ALORS QUE si les offres de reclassement doivent être écrites, précises et personnalisées, l'employeur n'est pas tenu de fournir au salarié une description définitive et détaillée de toutes les conditions de travail des postes proposés ; que répond aux exigences légales la lettre qui propose au salarié tous les postes disponibles dans le groupe, en France et à l'étranger, correspondant à ses compétences, de même qualification ou de qualification inférieure à la sienne, qui mentionne les principales caractéristiques de ces postes et précise que le salarié pourra bénéficier des mesures du plan de sauvegarde de l'emploi, dont les mesures de compensation salariale ; qu'en l'espèce, il résulte des constatations de l'arrêt attaqué que, par courrier du 18 octobre 2011, la société YAMAHA MOTOR France a proposé à chaque salariée des postes de même qualification que la sienne et des postes de qualification inférieure, dont il n'était pas contesté qu'ils correspondaient tous à ses compétences ; que ce courrier mentionnait, pour chaque poste, les fonctions, les horaires journaliers de travail, la localisation, le salaire et la date de disponibilité et précisait que la salariée pourrait bénéficier des mesures prévues par le plan de sauvegarde de l'emploi, dont les mesures de compensation salariale ; que la salariée, qui a postulé sur l'un des postes proposés, ne prétendait pas que les informations figurant sur cette proposition étaient insuffisamment précises pour lui permettre de se prononcer ; qu'en affirmant cependant que cette proposition n'est pas individualisée et précise, au motif inopérant qu'elle ne mentionne, pour certains postes, qu'une fourchette de salaire et non le salaire moyen mensuel proposé à la salariée, la cour d'appel a violé l'article L. 1233-4 du Code du travail ; 2.
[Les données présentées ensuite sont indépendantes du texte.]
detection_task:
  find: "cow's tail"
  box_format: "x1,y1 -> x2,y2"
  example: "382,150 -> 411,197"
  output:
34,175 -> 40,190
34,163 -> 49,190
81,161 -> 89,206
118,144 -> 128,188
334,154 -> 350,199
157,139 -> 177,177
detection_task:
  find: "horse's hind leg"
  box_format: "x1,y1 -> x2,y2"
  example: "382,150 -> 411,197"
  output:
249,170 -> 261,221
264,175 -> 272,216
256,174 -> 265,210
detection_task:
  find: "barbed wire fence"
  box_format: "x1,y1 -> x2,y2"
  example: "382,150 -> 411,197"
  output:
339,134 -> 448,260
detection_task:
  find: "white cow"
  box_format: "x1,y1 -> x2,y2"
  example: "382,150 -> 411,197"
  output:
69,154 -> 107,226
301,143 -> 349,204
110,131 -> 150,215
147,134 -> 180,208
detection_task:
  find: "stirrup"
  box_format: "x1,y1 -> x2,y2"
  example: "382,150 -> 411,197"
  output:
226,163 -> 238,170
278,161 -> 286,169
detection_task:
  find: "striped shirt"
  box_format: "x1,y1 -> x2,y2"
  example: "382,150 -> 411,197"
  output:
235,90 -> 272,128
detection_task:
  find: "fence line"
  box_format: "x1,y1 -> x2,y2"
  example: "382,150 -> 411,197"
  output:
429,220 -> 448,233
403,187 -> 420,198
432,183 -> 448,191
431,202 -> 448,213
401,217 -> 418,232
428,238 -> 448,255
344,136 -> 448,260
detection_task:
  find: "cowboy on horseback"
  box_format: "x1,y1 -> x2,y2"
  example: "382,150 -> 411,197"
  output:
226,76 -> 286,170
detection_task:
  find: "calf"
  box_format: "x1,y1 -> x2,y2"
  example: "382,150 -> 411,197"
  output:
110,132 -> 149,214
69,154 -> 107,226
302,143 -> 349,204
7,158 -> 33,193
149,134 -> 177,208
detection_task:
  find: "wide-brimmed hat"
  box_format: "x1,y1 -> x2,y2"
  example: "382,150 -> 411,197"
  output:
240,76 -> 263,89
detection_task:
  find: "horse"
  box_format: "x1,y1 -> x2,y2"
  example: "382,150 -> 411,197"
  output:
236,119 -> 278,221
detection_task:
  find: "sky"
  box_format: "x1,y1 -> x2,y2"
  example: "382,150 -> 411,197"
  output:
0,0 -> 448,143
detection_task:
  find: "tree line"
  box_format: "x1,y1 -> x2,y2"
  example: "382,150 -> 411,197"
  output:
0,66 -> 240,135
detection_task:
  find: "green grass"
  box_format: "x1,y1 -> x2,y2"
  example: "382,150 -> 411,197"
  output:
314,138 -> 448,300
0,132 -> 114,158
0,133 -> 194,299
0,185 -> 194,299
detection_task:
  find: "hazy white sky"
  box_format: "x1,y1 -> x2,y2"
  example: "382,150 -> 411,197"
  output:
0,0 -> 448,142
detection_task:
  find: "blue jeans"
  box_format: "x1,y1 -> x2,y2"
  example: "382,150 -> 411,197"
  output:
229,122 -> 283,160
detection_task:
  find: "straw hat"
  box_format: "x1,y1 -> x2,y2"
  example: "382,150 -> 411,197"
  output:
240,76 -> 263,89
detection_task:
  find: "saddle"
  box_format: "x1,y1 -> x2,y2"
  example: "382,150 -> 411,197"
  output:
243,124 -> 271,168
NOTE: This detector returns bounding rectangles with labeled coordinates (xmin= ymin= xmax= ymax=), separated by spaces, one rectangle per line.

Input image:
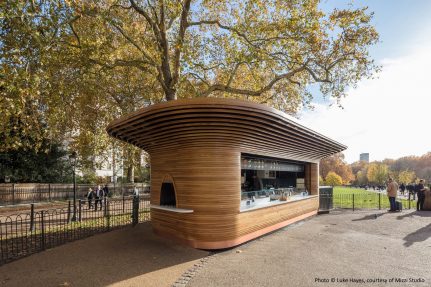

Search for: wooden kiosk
xmin=107 ymin=98 xmax=346 ymax=249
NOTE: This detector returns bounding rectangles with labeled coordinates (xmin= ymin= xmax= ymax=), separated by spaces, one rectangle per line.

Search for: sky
xmin=299 ymin=0 xmax=431 ymax=163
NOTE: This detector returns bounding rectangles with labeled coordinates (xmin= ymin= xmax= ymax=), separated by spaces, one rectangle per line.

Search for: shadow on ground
xmin=0 ymin=223 xmax=209 ymax=286
xmin=403 ymin=223 xmax=431 ymax=247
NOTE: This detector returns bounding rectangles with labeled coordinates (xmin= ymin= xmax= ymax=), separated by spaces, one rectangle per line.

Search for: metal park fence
xmin=0 ymin=183 xmax=150 ymax=206
xmin=0 ymin=196 xmax=150 ymax=265
xmin=319 ymin=192 xmax=416 ymax=211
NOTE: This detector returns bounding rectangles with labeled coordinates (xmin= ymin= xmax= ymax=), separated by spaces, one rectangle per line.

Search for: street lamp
xmin=69 ymin=152 xmax=76 ymax=221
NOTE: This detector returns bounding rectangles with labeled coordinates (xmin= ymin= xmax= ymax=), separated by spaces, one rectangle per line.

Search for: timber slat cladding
xmin=107 ymin=98 xmax=345 ymax=248
xmin=107 ymin=98 xmax=345 ymax=161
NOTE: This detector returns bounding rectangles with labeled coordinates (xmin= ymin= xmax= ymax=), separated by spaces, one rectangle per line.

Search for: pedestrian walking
xmin=87 ymin=187 xmax=94 ymax=209
xmin=94 ymin=185 xmax=103 ymax=211
xmin=386 ymin=177 xmax=398 ymax=212
xmin=416 ymin=179 xmax=425 ymax=211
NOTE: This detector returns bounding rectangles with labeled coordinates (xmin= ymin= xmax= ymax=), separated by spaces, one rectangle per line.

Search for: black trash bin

ALORS QUE l'employeur n'est pas tenu de préciser, dans les offres de reclassement, le contenu du statut collectif et la législation du travail applicables dans les entreprises au sein desquelles sont proposés les postes de reclassement ; qu'il n'est pas non plus tenu de convertir en euros le salaire proposé pour les emplois situés à l'étranger ; qu'en l'espèce, la lettre du 18 octobre 2011 valant offre de reclassement précisait, pour chaque emploi proposé, s'il était à temps plein ou temps partiel et les horaires journaliers de travail, ainsi que le salaire proposé, en monnaie locale pour les postes situés à l'étranger ; qu'en retenant encore, pour dire que ces propositions ne répondent pas aux exigences légales, qu'elles n…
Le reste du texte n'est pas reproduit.